Setahun Revolusi Mesir


Oleh Rois Rahma Fathoni
Mahasiswa Pascasarjana Universitas Al-Azhar Kairo, Mesir

Pada mulanya, setiap 25 Januari diperingati sebagai hari ulang tahun polisi. Namun, pada 2011, karena hak khusus yang dimiliki kepolisian untuk berbuat sewenang-wenang terhadap rakyatnya berdasarkan UU Darurat Militer serta masalah ekonomi yang dimonopoli oleh pengusaha-pengusaha gelap lingkaran kekuasaan, pemuda Mesir merayakannya dengan demonstrasi di lapangan Tahrir membawa tiga tuntutan: bahan makanan, kebebasan, dan keadilan sosial.

Namun, rezim menanggapinya dengan arogan. Bukannya bubar, demonstran justru mengubah tuntutan: presiden beserta kroninya wajib lengser. Massa di Tahrir bertambah banyak. Demonstrasi merambah ke seluruh provinsi di Mesir. Mubarak panik. Para preman dan tahanan dilepas, dibayar untuk membubarkan Tahrir. Sebagiannya dengan menunggang unta dan mabuk membabi buta menyerang massa. Mayoritas demonstran yang dikepung unta dari berbagai pintu masuk Tahrir itu kocar-kacir. Peristiwa ini kemudian dikenal dengan Mauqiul Jamal, hingga mencoreng Mesir dan Mubarak.

Pemilu legislatif

Pemilu di Mesir telah berlangsung. Dua parpol Islam meraih kemenangan mutlak. Kemenangan dua partai berideologi Islam itu menarik untuk dicermati. Sebab, keduanya berawal dari ormas: Freedom Justice Party (FJP) dilahirkan oleh Ikhwanul Muslimin meraih 235 kursi atau sekitar 46,2 persen dan Partai An-Nur didirikan oleh kelompok Salafi mengantongi 24,8 persen (125 wakil rakyat).

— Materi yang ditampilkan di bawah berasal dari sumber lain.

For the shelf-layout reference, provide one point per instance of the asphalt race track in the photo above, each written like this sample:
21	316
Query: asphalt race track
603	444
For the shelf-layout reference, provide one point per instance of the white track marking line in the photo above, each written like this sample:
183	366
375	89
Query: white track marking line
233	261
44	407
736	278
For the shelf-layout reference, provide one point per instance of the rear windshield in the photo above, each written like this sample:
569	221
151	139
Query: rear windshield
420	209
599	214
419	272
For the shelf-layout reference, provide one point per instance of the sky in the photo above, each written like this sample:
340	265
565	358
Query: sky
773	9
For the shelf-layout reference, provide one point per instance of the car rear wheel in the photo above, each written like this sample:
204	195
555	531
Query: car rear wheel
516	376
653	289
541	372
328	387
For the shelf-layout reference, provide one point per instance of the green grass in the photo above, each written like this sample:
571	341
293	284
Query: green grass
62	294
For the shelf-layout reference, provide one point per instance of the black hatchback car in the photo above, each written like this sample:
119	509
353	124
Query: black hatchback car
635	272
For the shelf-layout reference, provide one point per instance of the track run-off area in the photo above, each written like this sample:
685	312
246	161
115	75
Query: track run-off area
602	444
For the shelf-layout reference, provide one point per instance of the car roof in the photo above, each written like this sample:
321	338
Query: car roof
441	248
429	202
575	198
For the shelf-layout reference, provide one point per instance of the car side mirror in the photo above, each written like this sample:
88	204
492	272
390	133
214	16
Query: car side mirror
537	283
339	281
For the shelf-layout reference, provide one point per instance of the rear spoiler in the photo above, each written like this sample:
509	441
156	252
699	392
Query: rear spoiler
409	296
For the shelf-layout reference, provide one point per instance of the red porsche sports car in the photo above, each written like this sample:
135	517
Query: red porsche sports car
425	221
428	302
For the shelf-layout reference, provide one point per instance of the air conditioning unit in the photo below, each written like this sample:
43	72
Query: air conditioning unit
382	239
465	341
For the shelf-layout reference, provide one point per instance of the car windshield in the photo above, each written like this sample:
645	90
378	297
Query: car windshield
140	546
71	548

Pertama, Ikhwanul Muslimin. Sepak terjang politiknya sebagai oposisi dianggap membahayakan rezim Husni Mubarak. Ikhwanul Muslimin kemudian ditetapkan sebagai organisasi terlarang. Gerak politiknya dipasung. Sumber mata pencaharian kadernya disegel. Mayoritas pimpinannya dijebloskan ke Mahkamah Militer. Sejak pertama kali didirikan oleh Hasan al-Banna pada 1928, Ikhwanul Muslimin tidak mendirikan partai. Satu-satunya jalan yang mengantarkan kadernya ke parlemen melalui jalur independen.

Pada 2005, meskipun dibekap, Ikhwanul Muslimin mendapat 20 persen suara (88 kursi). Itulah yang menyebabkan Mubarak berpikir untuk menghentikan mereka di pemilu legislatif pengujung 2010. Hasilnya, tidak semua rakyat boleh menyalurkan aspirasi suaranya, Partai Nasional Demokrat underbow Mubarak menang telak 99 persen dan pada awal 2011 revolusi pecah. Sejak itu, embel-embel `terlarang' dicabut dari nama Ikhwanul Muslimin.

Maka, komunikasi publik menjadi tantangan terbesar FJP. Meskipun Ikhwanul Muslimin telah lama berkecimpung dalam dunia politik, namun geraknya yang dibatasi dan keluar masuknya pimpinan sebagai tahanan politik menjadikan mereka lebih sering berinteraksi dengan kalangan internal. FJP pun kemudian merangkul seluruh elemen. Dan, hasilnya luar biasa, mereka menguasai parlemen.

Kedua, Salafi. Berbeda dengan Ikhwanul Muslimin yang dikekang, kelompok Salafi justru mendapat kebebasan. Mereka menyebarkan ide-ide melalui masjid, media massa elektronik, dan cetak. Namun, secara tidak langsung mereka juga terzalimi. Ide pemikiran Salafi yang melarang seorang muslim menjadi oposisi, baik dengan demonstrasi maupun revolusi dimanfaatkan rezim Mubarak demi kejayaannya.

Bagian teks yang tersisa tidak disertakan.